Dans les médias, c’est la règle, une information chasse l’autre. Ce n’est cependant pas une raison pour ne pas s’interroger. Par exemple: comment se fait-il que, malgré les plus grandes sanctions économiques jamais mises en place à l’égard d’un pays, l’économie de la Russie tient encore debout ?
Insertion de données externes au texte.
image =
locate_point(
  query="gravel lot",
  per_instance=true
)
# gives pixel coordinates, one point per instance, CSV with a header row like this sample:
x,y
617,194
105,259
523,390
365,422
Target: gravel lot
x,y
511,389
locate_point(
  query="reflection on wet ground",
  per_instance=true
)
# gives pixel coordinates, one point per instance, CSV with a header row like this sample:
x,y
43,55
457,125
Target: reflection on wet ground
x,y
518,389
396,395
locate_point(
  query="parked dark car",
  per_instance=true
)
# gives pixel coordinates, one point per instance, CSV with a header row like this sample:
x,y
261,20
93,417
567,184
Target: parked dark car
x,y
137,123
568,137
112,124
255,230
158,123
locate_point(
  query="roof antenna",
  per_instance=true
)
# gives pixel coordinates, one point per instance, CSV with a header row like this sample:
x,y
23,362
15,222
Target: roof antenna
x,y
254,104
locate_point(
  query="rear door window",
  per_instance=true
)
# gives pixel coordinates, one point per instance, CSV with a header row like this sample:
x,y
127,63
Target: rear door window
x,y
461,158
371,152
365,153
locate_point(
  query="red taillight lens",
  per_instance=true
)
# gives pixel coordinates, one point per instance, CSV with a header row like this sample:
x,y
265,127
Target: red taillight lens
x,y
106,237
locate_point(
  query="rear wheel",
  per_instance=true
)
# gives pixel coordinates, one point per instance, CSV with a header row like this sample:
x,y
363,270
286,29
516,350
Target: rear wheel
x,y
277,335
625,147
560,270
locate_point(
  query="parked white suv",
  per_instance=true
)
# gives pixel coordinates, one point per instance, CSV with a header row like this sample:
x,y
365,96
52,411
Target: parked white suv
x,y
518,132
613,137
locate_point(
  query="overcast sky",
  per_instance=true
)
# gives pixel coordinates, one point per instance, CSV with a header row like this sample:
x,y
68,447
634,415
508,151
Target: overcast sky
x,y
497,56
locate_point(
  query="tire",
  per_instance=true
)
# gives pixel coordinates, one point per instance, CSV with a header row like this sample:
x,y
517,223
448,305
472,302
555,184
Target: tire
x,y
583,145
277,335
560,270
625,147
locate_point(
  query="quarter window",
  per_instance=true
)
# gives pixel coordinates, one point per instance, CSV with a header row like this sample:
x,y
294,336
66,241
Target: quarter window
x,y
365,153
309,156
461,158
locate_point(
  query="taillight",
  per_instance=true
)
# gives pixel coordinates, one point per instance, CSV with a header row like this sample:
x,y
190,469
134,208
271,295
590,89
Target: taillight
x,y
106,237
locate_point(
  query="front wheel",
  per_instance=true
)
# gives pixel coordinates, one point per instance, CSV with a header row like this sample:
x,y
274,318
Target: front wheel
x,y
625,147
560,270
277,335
Récemment Vladimir Poutine s’est excusé auprès de ses compatriotes. Pas d’avoir envahi son voisin ukrainien, non. Mais bien parce que le prix des œufs a explosé : + 60% en un an. Dans la foulée le PDG du plus grand élevage de volailles en Russie, le roi des œufs, fera l’objet d’une enquête menée par le gouvernement russe pour tenter de cerner l’origine de cette augmentation. Selon le Wall Street Journal il a même été la victime d’une tentative d’assassinat. Mais hormis cette anecdote, la Russie tient le coup.

Surtout, elle continue à vendre son pétrole et son gaz. Certes, au rabais, mais elle le vend au monde entier grâce à l’aide de pays comme la Chine, la Turquie ou encore des pays du Golfe. Et nous, européens, nous autres en Occident, nous faisons semblant de ne pas reconnaître l’origine de nos importations de pétrole. Et, comme le dit l’excellent commentateur boursier Marc Fiorentino, qu’importe si on a grossièrement changé l’étiquette d’origine sur les barils de pétrole.

Dans un autre registre, l’historien et anthropologue Emmanuel Todd révèle qu’en réalité la Russie a déjà gagnée. Et ce n’est pas n’importe qui car il est l’un des rares à avoir prédit l’effondrement de l’empire soviétique. Au journaliste du Figaro qui lui dit que la Russie n’a pas encore gagné, mais qu’on est plutôt dans une forme de statu quo, il répond que ce statu quo est bidon. Dans son dernier livre intitulé sobrement « la défaite de l’Occident », il écrit: « les Américains vont effectivement chercher un statu quo qui leur permettrait de masquer leur défaite. Sauf que les Russes ne l’accepteront pas. Ils sont conscients de leur supériorité industrielle et militaire immédiate, mais aussi de leur faiblesse démographique ». Poutine chercherait donc à atteindre ses objectifs, mais en économisant ses hommes. Il sait que les classes creuses démographiquement arrivent. Et que par conséquent le recrutement militaire sera dans quelques années (3 à 5 ans maximum) plus difficile.

En toute logique, les Russes doivent donc abattre l’Ukraine et l’Otan maintenant. Ce qui va se traduire par une intensification de  l’effort de guerre russe, contrairement à ce qu’on pense chez nous. C’est aussi pour cela que tous les pays en Europe ont peur d’une victoire de Trump en novembre prochain. Ce dernier n’a pas fait mystère du fait qu’il arrêtera toute aide à l’Ukraine une fois qu’il sera à la Maison Blanche. Si c’est le cas, tous les discours que nous avons entendus pendant des mois sur la nécessité d’aider ce pays ami n’auront servi à rien. Et comme l’Europe n’est même pas capable de se défendre elle-même sans le parapluie américain, la messe sera dite. De quoi pousser vers un autre danger. Les populations occidentales risquent alors de se retourner contre leurs dirigeants en leur demandant le sens de tous ces efforts budgétaires si, à la fin, c’est tout de même Moscou qui gagne. Et la grogne sera forte, surtout si les élections européennes amènent une vague d’eurodéputés d’extrême droite souvent sensibles aux propos de Poutine.